Pengarang menyodorkan karya sastra sebagai alternatif untuk menghadapi permasalahan yang ada, mengingat karya sastra erat kaitannya denag kehidupan masyarakat. Hal ini sesuai dengan asumsi bahwa sastra diciptakan tidak dalam kekosongan budaya (Teew, 1989;20). Novel dilatasi Memori Cinta Karya Ari Nur yang dijadikan sebagai objek analisis ini yang kehadirannya tentu tidak dalam kekosongan budaya. Pengarang tentu melihat suatu tata nilai yang terdapat didalam masyarakat, kemudian menanggapinya melalui karya sastra.
Novel Dilatasi Memori Cinta menceritakan kehidupan dari seorang santri yang bernama Rafli, termasuk seluk beluk pesantrennya. Nuansa Jawa yang sangat kental sekali dan lekat dengan novel ini. Dilatasi Memori Cinta adalah salah satu novel yang berkharakter “cinta dengan keagamaan”, dalam artian segala sesuatu yang ditulis semua menggambarkan suasana masyarakat dan budaya serta keagamaan. Alur penokohan berjalan secara beruntun dan pada akhir cerita pembaca diajak berfikir mengenai kematian tokoh utama Rafli, cinta pertamanya Rani, cinta keduanya bernama Vivid dan kehidupan sahabatnya Ryan. Teman cinta, persahabatan dan keformalan tradisi yang masih dianut oleh sebagian orang jawa, masih cukup menarik untuk dijual kepada pembaca.
Senada dengan hal diatas, salah seorang pengarang muda karya sastra islam yang sangat terkenal di Indonesia saat ini adalah Ari Nur. Karya-karyanya telah dipublikasikan antara lain di Jawa Post, Seputar Indonesia, Bandung Post dan Buletin Savoir. Ia juga pernah menjadi juara III dalam lomba puisi se-UIN Sunan Kalijaga Yogyakarta (2005).

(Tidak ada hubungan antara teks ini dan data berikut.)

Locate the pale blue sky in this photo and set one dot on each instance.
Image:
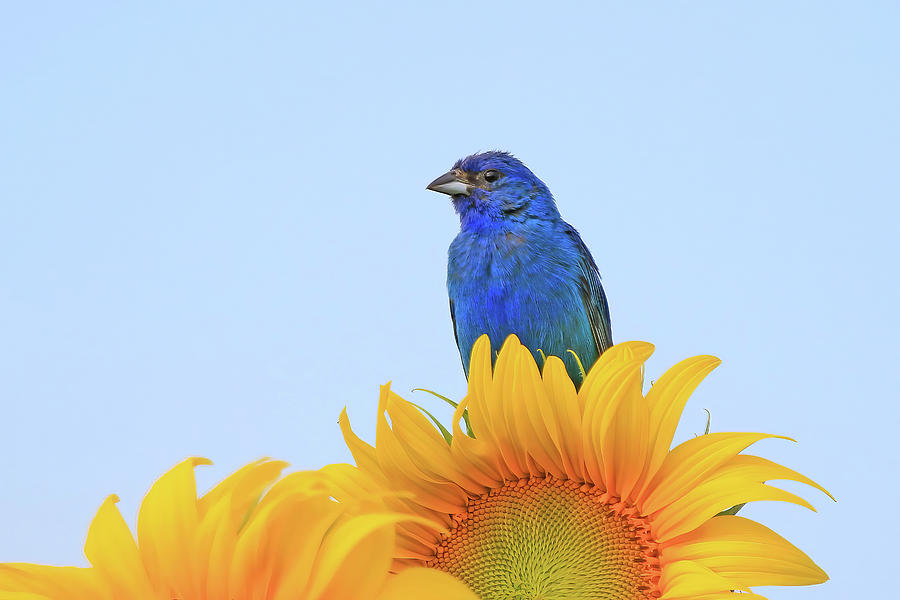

Karya-karya Ari Nur banyak mengandung pesan, nilai kehidupan dan religius atau keagamaan yang dapat direnungkan dan dihayati pembaca melalui pembicaraan atau dialog yang terjadi di seputar pesantren, setidaknya sampai saat ini, tetap merupakan topic yang menarik bagi sebagian kalangan.
Beberapa hal yang membuat novel tersebut masih diminati diantaranya : (1) sejak awal kemunculan pesantren dianggap sebagai perwujudan dari startegi islam untuk “menyembunyikan” dari pengaruh barat, (2) pesantren merupakan model pendidikan pertama nusantara yang awal kemunculannya lebih merupakan perkembangan pengajaran agama islam oleh generasi terdahulu di berbagai tempat, seperti halnya surau, langgar, masjid yang sudah tidak mampu lagi menampung santri mengaji agama islam, (3) sebagai langkah identifikasi dan efektivitas penerapan sistem pendidikan dan pelajaran agama islam itu sendiri.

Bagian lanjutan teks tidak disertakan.